A candidata a deputada federal Paula Boaventura (Avante) colocou em debate novas abordagens para o enfrentamento à violência doméstica em Mato Grosso. Em declarações recentes, ela sustentou que o Estado precisa adotar uma postura preventiva mais severa, direcionando o foco diretamente para os indivíduos considerados de periculosidade.
Para a postulante, ferramentas tradicionais de proteção imediata, a exemplo do conhecido botão do pânico, falham por agirem tardiamente. Na visão dela, esse tipo de recurso tecnológico não impede que o ciclo de agressões atinja seu ápice fatal, exigindo intervenções estatais muito antes de o pior acontecer.

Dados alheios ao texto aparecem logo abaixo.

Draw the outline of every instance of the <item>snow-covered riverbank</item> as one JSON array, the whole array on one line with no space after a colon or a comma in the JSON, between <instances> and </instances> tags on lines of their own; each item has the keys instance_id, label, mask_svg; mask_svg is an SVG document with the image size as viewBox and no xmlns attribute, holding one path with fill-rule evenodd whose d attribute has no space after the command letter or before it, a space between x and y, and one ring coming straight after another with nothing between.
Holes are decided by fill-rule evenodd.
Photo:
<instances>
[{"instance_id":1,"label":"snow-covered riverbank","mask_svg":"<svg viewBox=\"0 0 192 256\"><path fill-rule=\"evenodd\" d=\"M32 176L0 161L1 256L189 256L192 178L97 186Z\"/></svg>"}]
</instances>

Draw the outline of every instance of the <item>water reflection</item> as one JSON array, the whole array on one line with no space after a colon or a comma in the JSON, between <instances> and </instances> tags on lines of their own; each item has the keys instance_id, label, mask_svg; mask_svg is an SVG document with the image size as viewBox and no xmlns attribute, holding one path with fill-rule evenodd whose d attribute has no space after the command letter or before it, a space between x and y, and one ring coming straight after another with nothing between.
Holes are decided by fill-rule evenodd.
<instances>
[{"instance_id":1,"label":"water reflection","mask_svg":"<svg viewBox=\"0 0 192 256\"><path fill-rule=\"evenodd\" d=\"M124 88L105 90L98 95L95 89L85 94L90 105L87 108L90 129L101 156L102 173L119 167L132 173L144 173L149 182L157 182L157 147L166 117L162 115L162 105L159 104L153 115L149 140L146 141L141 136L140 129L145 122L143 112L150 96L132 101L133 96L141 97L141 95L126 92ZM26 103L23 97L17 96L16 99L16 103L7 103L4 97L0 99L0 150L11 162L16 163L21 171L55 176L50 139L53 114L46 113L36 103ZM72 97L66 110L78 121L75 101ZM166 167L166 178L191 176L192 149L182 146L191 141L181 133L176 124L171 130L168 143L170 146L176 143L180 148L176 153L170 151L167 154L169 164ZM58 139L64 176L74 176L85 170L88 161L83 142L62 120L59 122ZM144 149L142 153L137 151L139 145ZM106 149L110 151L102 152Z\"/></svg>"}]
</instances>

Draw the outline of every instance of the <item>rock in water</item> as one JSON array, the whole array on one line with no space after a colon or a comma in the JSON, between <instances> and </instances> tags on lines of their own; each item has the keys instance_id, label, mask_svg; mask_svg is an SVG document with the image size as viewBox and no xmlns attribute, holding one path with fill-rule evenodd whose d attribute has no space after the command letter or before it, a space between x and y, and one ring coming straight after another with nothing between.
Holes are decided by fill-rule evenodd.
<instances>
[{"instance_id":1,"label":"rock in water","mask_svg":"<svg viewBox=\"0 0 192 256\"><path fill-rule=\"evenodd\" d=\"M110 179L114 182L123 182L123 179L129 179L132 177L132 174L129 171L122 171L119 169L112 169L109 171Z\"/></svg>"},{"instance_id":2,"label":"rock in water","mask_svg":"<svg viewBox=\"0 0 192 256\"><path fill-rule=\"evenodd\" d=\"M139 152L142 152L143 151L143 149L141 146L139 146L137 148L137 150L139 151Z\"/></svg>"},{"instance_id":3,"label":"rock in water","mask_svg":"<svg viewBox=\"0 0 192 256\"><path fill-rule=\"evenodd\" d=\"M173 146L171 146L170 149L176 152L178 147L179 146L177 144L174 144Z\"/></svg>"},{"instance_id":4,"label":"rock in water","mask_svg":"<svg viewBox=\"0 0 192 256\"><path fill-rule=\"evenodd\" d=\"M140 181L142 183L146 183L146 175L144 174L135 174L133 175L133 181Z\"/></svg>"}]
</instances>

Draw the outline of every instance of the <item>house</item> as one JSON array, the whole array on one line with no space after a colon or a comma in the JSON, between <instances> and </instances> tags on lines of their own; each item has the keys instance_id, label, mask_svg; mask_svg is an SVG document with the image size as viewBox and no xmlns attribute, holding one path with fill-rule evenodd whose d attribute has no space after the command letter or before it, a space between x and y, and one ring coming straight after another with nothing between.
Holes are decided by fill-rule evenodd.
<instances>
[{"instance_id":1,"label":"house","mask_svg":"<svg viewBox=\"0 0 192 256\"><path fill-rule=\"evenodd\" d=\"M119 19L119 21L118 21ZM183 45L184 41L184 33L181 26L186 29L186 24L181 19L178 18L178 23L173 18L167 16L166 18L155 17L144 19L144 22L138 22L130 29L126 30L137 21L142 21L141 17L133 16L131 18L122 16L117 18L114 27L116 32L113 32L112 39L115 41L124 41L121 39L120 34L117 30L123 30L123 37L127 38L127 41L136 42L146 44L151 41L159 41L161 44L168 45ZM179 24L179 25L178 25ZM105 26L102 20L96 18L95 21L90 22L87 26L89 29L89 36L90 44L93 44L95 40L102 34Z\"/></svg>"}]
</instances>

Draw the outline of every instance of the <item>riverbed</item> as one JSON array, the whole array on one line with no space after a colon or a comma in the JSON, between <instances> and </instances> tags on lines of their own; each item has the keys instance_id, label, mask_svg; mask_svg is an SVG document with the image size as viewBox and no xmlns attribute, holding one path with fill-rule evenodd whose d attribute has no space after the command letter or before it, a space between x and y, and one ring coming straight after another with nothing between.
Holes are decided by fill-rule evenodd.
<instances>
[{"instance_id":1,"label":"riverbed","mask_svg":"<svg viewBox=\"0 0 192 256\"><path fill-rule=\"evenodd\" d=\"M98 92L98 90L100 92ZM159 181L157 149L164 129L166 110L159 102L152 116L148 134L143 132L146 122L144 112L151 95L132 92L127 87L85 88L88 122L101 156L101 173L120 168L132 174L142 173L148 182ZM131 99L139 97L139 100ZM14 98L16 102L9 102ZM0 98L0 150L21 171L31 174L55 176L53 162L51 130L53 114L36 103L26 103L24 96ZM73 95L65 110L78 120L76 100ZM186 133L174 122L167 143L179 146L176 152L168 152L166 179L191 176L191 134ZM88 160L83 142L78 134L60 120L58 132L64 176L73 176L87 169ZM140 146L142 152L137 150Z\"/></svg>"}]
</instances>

Como alternativa, a campanha propõe a internação e a prestação de assistência psiquiátrica obrigatória para homens que demonstrem comportamento de risco. A candidata argumenta que muitos agressores manifestam traços associados a transtornos de personalidade e precisam ser isolados e tratados de forma compulsória.
A discussão também abrangeu cobranças direcionadas à gestão dos recursos públicos no estado. A candidata questionou a efetividade do orçamento destinado à saúde mental e exigiu transparência quanto ao número de homens que realmente recebem atendimento psicológico após o registro de ocorrências policiais.
Identificada com a pauta conservadora, a representante do Avante criticou o uso eleitoral do tema por adversários políticos em Mato Grosso e enfatizou que pretende levar propostas focadas na preservação da estrutura familiar e na prevenção primária para o Congresso Nacional.